5.3 Threshold Monitoring

XEX maintains and regularly updates transaction thresholds that trigger additional review or reporting obligations. These thresholds are calibrated to the regulatory requirements of each jurisdiction in which we operate and are supplemented by risk-based thresholds tailored to specific customer segments, products, and geographies. Threshold values are confidential and are not disclosed to customers or the public.

6. Suspicious Activity Reporting (SAR/STR)

XEX is committed to fulfilling all obligations to file Suspicious Activity Reports ("SARs"), Suspicious Transaction Reports ("STRs"), and equivalent reports as required by the laws and regulations of each jurisdiction in which we operate. The filing of such reports is a legal obligation that XEX takes with the utmost seriousness.

6.1 Filing Obligations

XEX files SARs/STRs with the appropriate Financial Intelligence Unit ("FIU") or regulatory authority whenever XEX knows, suspects, or has reasonable grounds to suspect that a transaction or attempted transaction:

• Involves funds derived from illegal activity or is intended to hide or disguise funds derived from illegal activity
• Is designed to evade any reporting or recordkeeping requirement under applicable law
• Lacks a lawful purpose or is not the sort of activity in which the particular customer would normally be expected to engage
• Involves the use of the Platform to facilitate criminal activity, including but not limited to money laundering, terrorist financing, fraud, tax evasion, or sanctions evasion
• Involves a customer or transaction party that is the subject of a law enforcement inquiry

6.2 No Tipping-Off

In accordance with applicable law, XEX strictly prohibits the disclosure to any customer, or any third party, of the fact that a SAR/STR has been or will be filed, or that a related investigation is being or has been conducted. This prohibition applies to all XEX employees, officers, directors, contractors, and agents. Any violation of this prohibition is a serious offense that may result in immediate termination of employment or engagement and referral to law enforcement authorities.

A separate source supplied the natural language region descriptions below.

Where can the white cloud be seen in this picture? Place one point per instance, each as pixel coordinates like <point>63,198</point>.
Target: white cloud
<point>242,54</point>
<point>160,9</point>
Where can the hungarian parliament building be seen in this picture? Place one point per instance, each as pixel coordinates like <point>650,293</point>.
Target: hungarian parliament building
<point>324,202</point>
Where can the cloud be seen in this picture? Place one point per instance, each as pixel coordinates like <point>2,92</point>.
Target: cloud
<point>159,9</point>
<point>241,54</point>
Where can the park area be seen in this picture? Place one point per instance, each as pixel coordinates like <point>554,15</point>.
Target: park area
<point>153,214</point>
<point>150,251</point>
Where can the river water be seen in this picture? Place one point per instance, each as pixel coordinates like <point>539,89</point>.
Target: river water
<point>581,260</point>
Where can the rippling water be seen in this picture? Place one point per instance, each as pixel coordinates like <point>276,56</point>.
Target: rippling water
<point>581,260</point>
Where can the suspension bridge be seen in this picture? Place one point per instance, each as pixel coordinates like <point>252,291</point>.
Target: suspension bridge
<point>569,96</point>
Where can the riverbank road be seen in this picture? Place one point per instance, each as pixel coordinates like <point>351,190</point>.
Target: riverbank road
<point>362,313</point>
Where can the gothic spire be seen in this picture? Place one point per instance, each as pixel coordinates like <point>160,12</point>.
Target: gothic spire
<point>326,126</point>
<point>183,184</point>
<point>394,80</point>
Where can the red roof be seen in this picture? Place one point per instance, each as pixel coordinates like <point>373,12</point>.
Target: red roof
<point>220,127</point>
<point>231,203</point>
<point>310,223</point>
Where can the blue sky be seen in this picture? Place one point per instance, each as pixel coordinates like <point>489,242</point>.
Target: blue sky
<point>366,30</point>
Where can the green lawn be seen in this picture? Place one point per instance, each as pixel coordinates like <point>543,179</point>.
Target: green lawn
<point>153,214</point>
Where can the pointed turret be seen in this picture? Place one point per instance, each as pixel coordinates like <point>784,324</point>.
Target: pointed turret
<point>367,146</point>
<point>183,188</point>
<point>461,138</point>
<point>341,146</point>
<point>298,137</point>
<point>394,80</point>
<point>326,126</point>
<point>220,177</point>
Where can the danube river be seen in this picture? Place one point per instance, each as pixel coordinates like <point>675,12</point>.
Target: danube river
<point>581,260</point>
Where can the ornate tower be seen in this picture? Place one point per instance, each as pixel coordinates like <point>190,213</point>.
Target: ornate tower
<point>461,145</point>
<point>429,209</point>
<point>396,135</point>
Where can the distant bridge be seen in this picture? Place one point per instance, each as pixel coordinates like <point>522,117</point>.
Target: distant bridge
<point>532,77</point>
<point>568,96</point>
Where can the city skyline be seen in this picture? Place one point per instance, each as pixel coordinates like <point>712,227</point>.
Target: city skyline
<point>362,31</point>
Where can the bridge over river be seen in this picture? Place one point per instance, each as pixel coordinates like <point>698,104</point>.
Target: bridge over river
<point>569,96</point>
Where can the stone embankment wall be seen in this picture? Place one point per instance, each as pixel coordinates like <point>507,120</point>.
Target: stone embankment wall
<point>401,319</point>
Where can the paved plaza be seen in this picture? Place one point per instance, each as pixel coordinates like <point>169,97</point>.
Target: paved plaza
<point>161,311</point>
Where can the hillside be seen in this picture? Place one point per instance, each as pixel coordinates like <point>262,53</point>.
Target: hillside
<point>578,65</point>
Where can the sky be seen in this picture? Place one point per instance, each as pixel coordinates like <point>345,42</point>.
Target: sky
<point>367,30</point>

If your account is restricted, suspended, or terminated, or if a transaction is delayed or blocked, XEX is under no obligation to disclose the reason for such action, and you agree that XEX shall have no liability whatsoever for any losses, damages, or inconvenience arising from or in connection with such action.

6.3 Internal Escalation Procedures

XEX maintains documented internal escalation procedures for the identification, investigation, and reporting of suspicious activity:

1. Detection: Suspicious activity is initially identified through automated monitoring systems or by XEX personnel during the ordinary course of their duties.
2. Initial Review: The Compliance team conducts a preliminary assessment to determine whether the activity warrants further investigation.
3. Investigation: Where further investigation is warranted, a compliance analyst conducts a thorough review of all available information, including customer identification data, transaction history, blockchain analytics, and any relevant external information.
4. Decision: The investigating analyst prepares a recommendation, which is reviewed and approved by the CCO or a designated deputy. The decision to file a SAR/STR is made by the CCO.
5. Filing: Approved SARs/STRs are filed with the appropriate FIU within the timeframe required by applicable law, and in no event later than the statutory deadline.
6. Follow-Up: Filed SARs/STRs are subject to ongoing monitoring, and supplemental reports are filed as warranted by new information or continued suspicious activity.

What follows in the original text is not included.